“Dear Heavenly Father,” I start the traditional way, the adjectives in a pleasing order, my list of requests and people at the ready. “I pray for…” I am lying on my side inside a thin sleeping bag in a youth center in Montgomery, Alabama. The boys are in a room next door, giggling to themselves. A block falls off a shelf, and they race into our room screeching that there are cockroaches in the room next door, and we screech back that we are all supposed to be asleep and if the teacher hears you he’s going to come in here and be disappointed.
We can’t stop laughing, though, under the thin sleeping bags and the humidity, I forget my prayer in an effort to scoot a little closer to the circle of people telling secrets and even though I don’t know any secrets, I hover just near enough to listen.
This is the summer where I try to be too cool to pray. I sit in church unenthusiastic, thinking more about how I want to marry the boy two aisles up and how I scrawl his name across journal pages. I pretend that church is just this thing we have to do, my family and I, and really I am just like everyone else and I want all the same things and Sunday morning with Bread and Wine is just like the soccer and lacrosse practices at the field in the town. I wish to myself I was playing soccer and lacrosse on Sunday mornings.
I have braces stretched across my smile, which makes me self-conscious about smiling, but it doesn’t really stop me. In the pictures of this trip, you’ll see me in clothes that don’t quite fit but I wanted so desperately to seem like I was the kind of girl in the advertisements with the cutoff shorts and the long straight hair and the effortless tan. In the pictures you can see my trying.
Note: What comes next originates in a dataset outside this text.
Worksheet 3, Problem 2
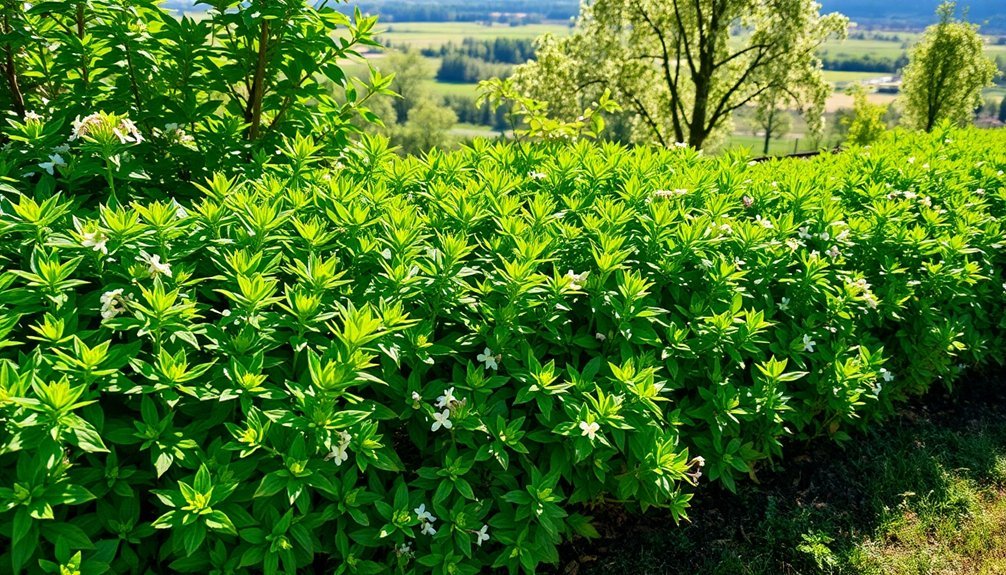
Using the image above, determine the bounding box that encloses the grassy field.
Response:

Myself, at fourteen – the word is trying. There is a yearning that radiates from my pictures, my smile, my neatly three-hole-punched tests and papers. There is a hopefulness that enough makeup will turn the school dance at Halloween into something fun and me into someone who could be brave enough to dance without looking over her shoulder. I watched the people watching, and I was afraid. Who wants to be the girl who prays when there is music and racing heartbeats? Who wants to be the girl who worries over Sunday morning worship when there is adventure on a Saturday night?
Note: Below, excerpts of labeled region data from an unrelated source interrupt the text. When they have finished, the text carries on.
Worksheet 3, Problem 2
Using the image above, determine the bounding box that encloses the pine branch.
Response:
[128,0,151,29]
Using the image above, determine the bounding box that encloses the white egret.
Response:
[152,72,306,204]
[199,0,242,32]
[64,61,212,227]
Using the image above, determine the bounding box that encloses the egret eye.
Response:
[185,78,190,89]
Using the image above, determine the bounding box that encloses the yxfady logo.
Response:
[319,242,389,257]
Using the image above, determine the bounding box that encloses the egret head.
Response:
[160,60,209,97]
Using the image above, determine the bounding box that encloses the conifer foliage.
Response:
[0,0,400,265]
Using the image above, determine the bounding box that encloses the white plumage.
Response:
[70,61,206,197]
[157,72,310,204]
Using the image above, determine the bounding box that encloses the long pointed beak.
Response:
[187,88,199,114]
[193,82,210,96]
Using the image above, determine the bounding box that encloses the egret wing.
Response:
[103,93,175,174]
That June of cockroaches in Montgomery, the night we ate catfish from a local pond and I promised that I would come back to the South – it feels like a forever ago.
And then the other day I was her. She reappeared at the corner of my memories and my present, waved as if to remind me that in the summer of fourteen, I believed I could make my faith an add-on to my heart instead of its very blood and oxygen and beat. Because I wanted to curl up in the sleeping bag on the very inside of the circle and have the secrets and go to soccer practice instead of church. Maybe it had something to do with the harder things of daily life in faith, maybe it was just a day I didn’t really want to kneel, pencil skirt to office rug, over the work week. Maybe it was just a yearning without another reason.
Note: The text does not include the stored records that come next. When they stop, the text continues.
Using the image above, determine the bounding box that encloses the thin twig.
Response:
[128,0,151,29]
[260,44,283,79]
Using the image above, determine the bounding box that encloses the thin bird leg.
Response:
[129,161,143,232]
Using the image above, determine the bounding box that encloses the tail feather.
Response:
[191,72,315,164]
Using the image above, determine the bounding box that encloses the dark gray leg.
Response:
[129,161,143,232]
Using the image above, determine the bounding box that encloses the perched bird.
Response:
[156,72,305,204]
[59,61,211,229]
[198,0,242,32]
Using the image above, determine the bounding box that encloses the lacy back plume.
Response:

I recognized her in me the other day, the girl who wanted to be too cool to pray that June and that whole summer. And I waved her nearer, so that perhaps in the mystery of knowing ourselves I could reassure her, though she is a past self, that it will be better to be on our knees for the world. It will be better to yearn after the Word made Flesh who comes to dwell inside and among us. It will be better, in the end, not to have been too cool for any of it.
Only on our knees can we hear our heartbeat.